The Winnetka Park District’s first step in getting village approval for its redevelopment of the Skokie Playfield went smoothly last week. The village Plan Commission recommended the park district should get the special permit it needs for the first phase of improvements to the parkland at Hibbard Road and Elm Street.

The first phase includes expanding the A. C. Nielsen Tennis Center, redesigning the parking lot and traffic flow in front of the tennis center, and renovating the golf service center north of the parking lot.

The park district wants to put an 1,800-square-foot addition on the tennis center, which would enlarge the lobby and create an area for players to congregate and socialize.
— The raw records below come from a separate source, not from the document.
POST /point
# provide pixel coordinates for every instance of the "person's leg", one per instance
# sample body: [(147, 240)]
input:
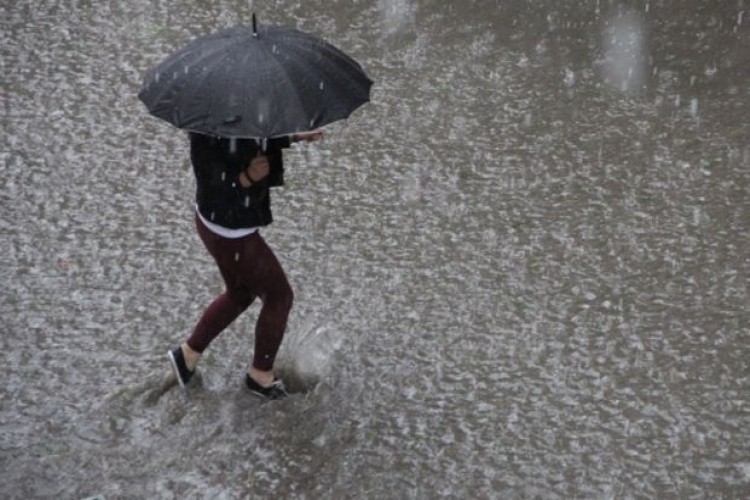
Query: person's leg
[(264, 277), (227, 306)]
The washrooms and lockers rooms also would be remodeled to meet Americans with Disabilities accessibility standards.

Improvements to the parking lot are intended to improve accessibility and congregating in a different way.

Depending on the time of day and the season, golfers, tennis and paddle tennis players, ball players and spectators heading to the baseball diamonds, people dropping children off for activities at the Washburne School gymnasium across the street, and school district and park district employees all may be looking for spaces in the long, narrow parking lot.

Winnetka Public Works Director Steve Saunders used the not-so-technical term, “higgly-piggly” to describe the traffic flow. “All you have to do is go out at 2:45 p.m. on a weekday and sit there with a cup of coffee” to recognize the traffic problems, he told the Plan Commission at its Jan. 25 meeting.

Plan Commissioner Joni Johnson agreed.

It’s so challenging to navigate that lot, anything would be a vast, vast improvement,” she said.

To make it easier for drivers to drop people off, two areas, one in front of the tennis center and one at the far north end of the parking near the baseball diamonds, will be designed specifically for drop-offs.

The new design at the north end will have cars turning right after entering at Hibbard and Elm and moving counter-clockwise through an oval that will be marked for two lanes. A car stopped in the oval waiting to pick up or drop someone off will not block another car from passing.

Currently, if a vehicle stops at the northern end, “everyone behind him has to wait,” said Don Matthews, the project engineer.

The entrances into and out of the parking lot also will be expanded. There will be two outbound lanes, instead of one, onto Hibbard at both Elm and Oak streets. Drivers wanting to go south on Hibbard can make a right turn without getting stuck behind cars waiting to make a left turn to go north.

Redesigning the tennis center parking lot will only net two additional spaces, but the changes planned at the service center will make 17 more spaces available to the public during evenings and weekends.

The park district also hopes to pour a 10-foot wide concrete sidewalk on the west side of Hibbard between Pine and Oak streets. Eventually, the sidewalk will be extended south to Willow Road.

Park district officials will go before the village’s Zoning Board of Appeals and Design Review Board with their phase one improvements later this month.

They hope to start work on the parking lot in July and have the tennis center addition substantially completed by next January.